ENFERMEDADES Y REQUISITOS
Cómo la incapacidad laboral amerita la pensión por invalidez
Los ciudadanos que tienen una enfermedad que les impide trabajar pueden solicitar la PNC (Pensión No Contributiva por Invalidez Laboral), gestionada por ANSES y ANDIS. Este beneficio está dirigido a quienes, además de estar incapacitados de trabajar, se encuentran en situación de vulnerabilidad social.
Para acceder a esta pensión, es necesario cumplir con los siguientes requisitos principales, según la normativa actual. Incapacidad laboral: La persona debe tener una incapacidad laboral total y permanente que produzca una disminución del 66% o más en su capacidad. Este porcentaje es determinado por una junta médica oficial a través del Certificado Médico Oficial (CMO). Situación de vulnerabilidad social: No se deben tener ingresos o recursos suficientes para la subsistencia. En el caso de mayores de edad: No tener cónyuge o parientes obligados legalmente a proporcionar sustento. En el caso de menores de edad: Los ingresos del grupo familiar (padres o tutores) no deben superar un límite establecido (actualmente, el equivalente a cuatro jubilaciones mínimas). Edad: Tener menos de 65 años de edad. Nacionalidad y residencia: Ser argentino nativo o naturalizado con residencia en el país. Si la persona es extranjera, se exige una residencia continuada en el país de al menos 10 años. Para menores de edad, los padres o tutores deben acreditar 3 años de residencia continuada. No percibir otras prestaciones: No estar recibiendo una jubilación, pensión, retiro o cualquier otra prestación contributiva o no contributiva. Situación laboral: No estar empleado en relación de dependencia ni registrado como autónomo o monotributista del régimen general. La pensión es compatible con el monotributo social y, bajo ciertas condiciones, con el empleo en relación de dependencia o monotributo/autónomo, siempre que el salario no supere un límite específico.
Para acceder, se exige contar con un Certificado Médico Oficial (CMO), que debe demostrar que la incapacidad laboral es del 66% o más.
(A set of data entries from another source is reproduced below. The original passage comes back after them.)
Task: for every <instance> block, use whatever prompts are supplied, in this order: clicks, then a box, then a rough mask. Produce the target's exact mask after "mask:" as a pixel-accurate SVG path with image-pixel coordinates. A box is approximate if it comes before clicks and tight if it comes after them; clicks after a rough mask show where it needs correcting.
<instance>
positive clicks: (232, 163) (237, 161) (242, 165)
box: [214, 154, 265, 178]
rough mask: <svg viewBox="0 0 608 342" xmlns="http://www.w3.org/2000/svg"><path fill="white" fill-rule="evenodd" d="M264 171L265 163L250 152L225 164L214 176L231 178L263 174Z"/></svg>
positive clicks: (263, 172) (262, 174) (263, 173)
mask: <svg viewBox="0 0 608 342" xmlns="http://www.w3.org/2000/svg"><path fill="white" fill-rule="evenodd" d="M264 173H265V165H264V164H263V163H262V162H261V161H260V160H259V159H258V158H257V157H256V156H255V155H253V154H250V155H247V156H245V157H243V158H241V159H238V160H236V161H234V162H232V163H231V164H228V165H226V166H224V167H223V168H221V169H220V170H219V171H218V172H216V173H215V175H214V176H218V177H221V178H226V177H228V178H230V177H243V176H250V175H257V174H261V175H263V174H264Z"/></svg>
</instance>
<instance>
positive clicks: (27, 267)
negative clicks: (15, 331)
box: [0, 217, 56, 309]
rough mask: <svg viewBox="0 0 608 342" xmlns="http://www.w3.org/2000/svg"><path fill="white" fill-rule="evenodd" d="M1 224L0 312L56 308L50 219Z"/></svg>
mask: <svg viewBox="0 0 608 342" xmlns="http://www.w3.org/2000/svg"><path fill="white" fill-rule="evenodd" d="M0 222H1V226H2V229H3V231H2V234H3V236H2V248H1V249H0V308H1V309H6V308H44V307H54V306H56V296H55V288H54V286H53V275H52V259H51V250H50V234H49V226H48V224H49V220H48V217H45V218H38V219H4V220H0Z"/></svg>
La pensión no se otorga por el diagnóstico, sino por la disminución de la capacidad laboral que la condición de salud provoca, lo cual debe ser certificado por médicos oficiales.
Entre las condiciones de salud que con frecuencia justifican la pensión se encuentran: Alzheimer. Arterioesclerosis. Artritis Reumatoide. Artrosis. Cáncer (en general y cáncer de pulmón). Colitis Ulcerosa. Demencia. Enfisema Pulmonar. Epilepsia. Esclerosis Múltiple. Fibrilación Auricular. Glaucoma. Hernia Cervical. Hipertensión Pulmonar. Hipoacusia (disminución auditiva). Insuficiencia Mitral. Insuficiencia Renal Crónica. Lumbalgia crónica. Lupus Eritematoso Sistémico. Miastenia Gravis. Mal de Parkinson. Patologías severas en las manos. Pérdida de visión. Síndrome de Arnold-Chiari.
El trámite respectivo se realiza de manera presencial en las delegaciones de la ANSES, con turno previo, o bien a través de los Centros de Atención Local (CAL) de la ANDIS. Allí se debe presentar la documentación personal (DNI) y la constancia de CUIL, además de los certificados médicos que acrediten la discapacidad.
En septiembre de 2025, el haber mínimo jubilatorio alcanzó los $320.277,17. La pensión equivale al 70% de esa cifra, lo que representa 294.194,02 pesos. Según se informó oficialmente los montos se actualizan cada mes en función del índice de inflación, según lo dispuesto por el Decreto 274/2024, que modificó la fórmula de movilidad jubilatoria.